A little later, we moved on to a sheltered harbour. Relatively sheltered, that is, because the waves, although tempered by the harbour wall and the natural shape of the opposite cliffs, were causing the small boats anchored there to rock, not bob, with each roll. A rock that at times was more of a lurch and once again, I was reminded of man’s vulnerability and found myself, yet again, wondering at those for whom the sea has always bewitchingly called.
Water is the story of human civilisation, great cities and cultures have risen and fallen with the availability of water. Or, perhaps ironically, the over-inundation of water. Humans depend on water for everything: to drink, to give them food to eat, to water the animals they tame and use, to give them building materials, to give them opportunities to trade.
As I watched the small dinghies rock in that sheltered harbour, I thought of how peoples, not so long ago really, went to sea in vessels not much bigger or much more secure. Great trading networks were founded by the determination of people in small, vulnerable vessels; great discoveries and voyages of exploration were undertaken by the determination of people in small, vulnerable vessels. And I wonder why. Being in a boat, even on a proverbial millpond, holds little attraction to me. I see the vulnerability and the risk. I fear water.
But so many don’t. I have great respect for those who chose to go to sea even as I baffle at their choice. We still depend on those who go to sea; those who transport the goods that feed our insatiable hunger for material things; those who transport the actual food for our actual hunger; those who catch the food. Presumably the sea calls to them, it sings a song of enchantment in their genes, it lures them. And lures never end well. The sea is to be respected.
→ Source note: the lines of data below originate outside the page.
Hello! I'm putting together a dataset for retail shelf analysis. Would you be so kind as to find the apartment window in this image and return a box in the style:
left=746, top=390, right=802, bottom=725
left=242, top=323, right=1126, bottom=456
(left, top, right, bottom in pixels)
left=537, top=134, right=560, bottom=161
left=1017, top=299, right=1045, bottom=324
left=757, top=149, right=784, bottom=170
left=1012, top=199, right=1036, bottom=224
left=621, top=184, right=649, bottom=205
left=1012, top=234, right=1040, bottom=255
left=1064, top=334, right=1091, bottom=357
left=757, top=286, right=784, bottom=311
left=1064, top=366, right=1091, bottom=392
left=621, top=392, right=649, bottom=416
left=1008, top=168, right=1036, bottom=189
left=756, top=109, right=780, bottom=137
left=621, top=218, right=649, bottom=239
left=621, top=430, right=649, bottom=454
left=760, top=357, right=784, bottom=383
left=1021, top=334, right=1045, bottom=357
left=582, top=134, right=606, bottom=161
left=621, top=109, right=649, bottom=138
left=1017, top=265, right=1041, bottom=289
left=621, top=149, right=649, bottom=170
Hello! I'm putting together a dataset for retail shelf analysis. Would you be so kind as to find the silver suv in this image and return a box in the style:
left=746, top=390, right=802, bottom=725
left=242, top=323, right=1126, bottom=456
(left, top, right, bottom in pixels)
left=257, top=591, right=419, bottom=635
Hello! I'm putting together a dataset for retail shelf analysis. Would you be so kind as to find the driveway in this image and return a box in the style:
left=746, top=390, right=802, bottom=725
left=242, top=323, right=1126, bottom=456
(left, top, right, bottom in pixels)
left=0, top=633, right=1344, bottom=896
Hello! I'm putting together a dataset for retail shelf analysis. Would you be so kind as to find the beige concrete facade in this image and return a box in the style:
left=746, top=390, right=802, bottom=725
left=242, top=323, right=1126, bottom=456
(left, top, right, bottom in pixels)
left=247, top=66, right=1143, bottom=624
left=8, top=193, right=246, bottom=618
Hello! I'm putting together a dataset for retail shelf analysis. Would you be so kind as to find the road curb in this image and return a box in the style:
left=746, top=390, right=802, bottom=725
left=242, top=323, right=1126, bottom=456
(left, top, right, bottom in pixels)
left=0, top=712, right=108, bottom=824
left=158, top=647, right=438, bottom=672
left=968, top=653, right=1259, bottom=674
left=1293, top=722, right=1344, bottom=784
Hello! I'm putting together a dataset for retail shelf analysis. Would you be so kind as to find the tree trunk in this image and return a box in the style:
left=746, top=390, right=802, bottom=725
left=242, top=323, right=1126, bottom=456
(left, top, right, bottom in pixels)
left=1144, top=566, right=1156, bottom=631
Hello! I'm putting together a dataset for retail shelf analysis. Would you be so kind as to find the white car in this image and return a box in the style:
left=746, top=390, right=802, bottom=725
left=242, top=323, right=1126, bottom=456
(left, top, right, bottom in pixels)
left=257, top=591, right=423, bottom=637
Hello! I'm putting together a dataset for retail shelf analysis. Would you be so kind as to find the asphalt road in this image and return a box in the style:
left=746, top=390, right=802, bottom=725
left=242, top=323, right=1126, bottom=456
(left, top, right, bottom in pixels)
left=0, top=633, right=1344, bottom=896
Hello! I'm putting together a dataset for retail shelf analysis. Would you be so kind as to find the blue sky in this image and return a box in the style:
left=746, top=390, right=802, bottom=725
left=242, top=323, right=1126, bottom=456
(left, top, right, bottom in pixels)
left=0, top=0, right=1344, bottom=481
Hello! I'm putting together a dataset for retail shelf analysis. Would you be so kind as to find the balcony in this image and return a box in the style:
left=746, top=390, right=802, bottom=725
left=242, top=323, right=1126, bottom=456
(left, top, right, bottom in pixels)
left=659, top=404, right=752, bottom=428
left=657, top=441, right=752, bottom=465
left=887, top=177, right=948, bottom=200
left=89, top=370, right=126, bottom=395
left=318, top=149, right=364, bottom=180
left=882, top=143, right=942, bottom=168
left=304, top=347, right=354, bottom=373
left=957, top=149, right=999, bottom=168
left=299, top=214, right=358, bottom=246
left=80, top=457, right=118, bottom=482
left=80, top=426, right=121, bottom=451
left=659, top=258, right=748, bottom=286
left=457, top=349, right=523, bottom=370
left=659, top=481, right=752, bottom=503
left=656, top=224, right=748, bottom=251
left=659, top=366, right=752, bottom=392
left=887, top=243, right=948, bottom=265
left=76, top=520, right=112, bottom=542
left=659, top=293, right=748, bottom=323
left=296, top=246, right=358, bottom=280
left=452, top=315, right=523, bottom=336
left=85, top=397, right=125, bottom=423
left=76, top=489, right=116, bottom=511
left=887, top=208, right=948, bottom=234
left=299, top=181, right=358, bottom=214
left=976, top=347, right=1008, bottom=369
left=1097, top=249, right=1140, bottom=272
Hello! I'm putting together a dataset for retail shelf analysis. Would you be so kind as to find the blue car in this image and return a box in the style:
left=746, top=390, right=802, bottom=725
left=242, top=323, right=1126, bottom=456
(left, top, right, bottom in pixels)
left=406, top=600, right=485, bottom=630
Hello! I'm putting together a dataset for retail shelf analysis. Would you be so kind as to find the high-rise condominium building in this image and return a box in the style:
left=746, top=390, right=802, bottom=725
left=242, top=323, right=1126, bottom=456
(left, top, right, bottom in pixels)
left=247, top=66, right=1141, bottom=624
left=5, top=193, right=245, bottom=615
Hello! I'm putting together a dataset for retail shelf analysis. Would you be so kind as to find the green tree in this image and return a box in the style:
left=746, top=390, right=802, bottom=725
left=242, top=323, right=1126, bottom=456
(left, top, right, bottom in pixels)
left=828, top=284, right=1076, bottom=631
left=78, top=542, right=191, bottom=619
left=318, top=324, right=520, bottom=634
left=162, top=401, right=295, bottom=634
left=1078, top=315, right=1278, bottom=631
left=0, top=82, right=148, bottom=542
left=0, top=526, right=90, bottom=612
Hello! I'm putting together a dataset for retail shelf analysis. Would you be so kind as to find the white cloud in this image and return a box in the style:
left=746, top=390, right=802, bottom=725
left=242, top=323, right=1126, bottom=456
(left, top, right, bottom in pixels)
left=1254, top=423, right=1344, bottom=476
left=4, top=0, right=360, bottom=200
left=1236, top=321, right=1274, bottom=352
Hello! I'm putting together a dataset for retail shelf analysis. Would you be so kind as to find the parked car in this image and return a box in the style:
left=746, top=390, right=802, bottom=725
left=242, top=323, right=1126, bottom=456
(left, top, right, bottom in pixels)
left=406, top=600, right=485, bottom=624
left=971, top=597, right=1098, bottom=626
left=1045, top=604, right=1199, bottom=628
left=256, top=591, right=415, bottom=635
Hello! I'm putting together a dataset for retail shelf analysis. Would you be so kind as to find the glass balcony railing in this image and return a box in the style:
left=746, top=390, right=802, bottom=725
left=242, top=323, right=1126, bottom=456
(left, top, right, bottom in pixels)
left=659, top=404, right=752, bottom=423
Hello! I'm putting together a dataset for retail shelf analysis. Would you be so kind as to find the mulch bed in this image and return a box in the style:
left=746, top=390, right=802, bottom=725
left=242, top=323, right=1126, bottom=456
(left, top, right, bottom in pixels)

But feared? Perhaps. Because as I watched those gentle harbour waves, I realised too how unstoppable, how uncontrollable those waves were. And that is what I fear; to me water is a powerful force, one that can never be dominated or mastered by mere humans, however experienced or knowledgeable. We are nothing against its strength, we can be swept along by it just like the tumbling weed or the churning sand. And however mighty or impressive the civilisations that we keep on building, it can all be swept away by one wave, like a sandcastle built too far down the shore.
I am not a water baby; I keep my distance, admiring the beauty and charm of a simple, single wave but still deeply conscious of who is more powerful.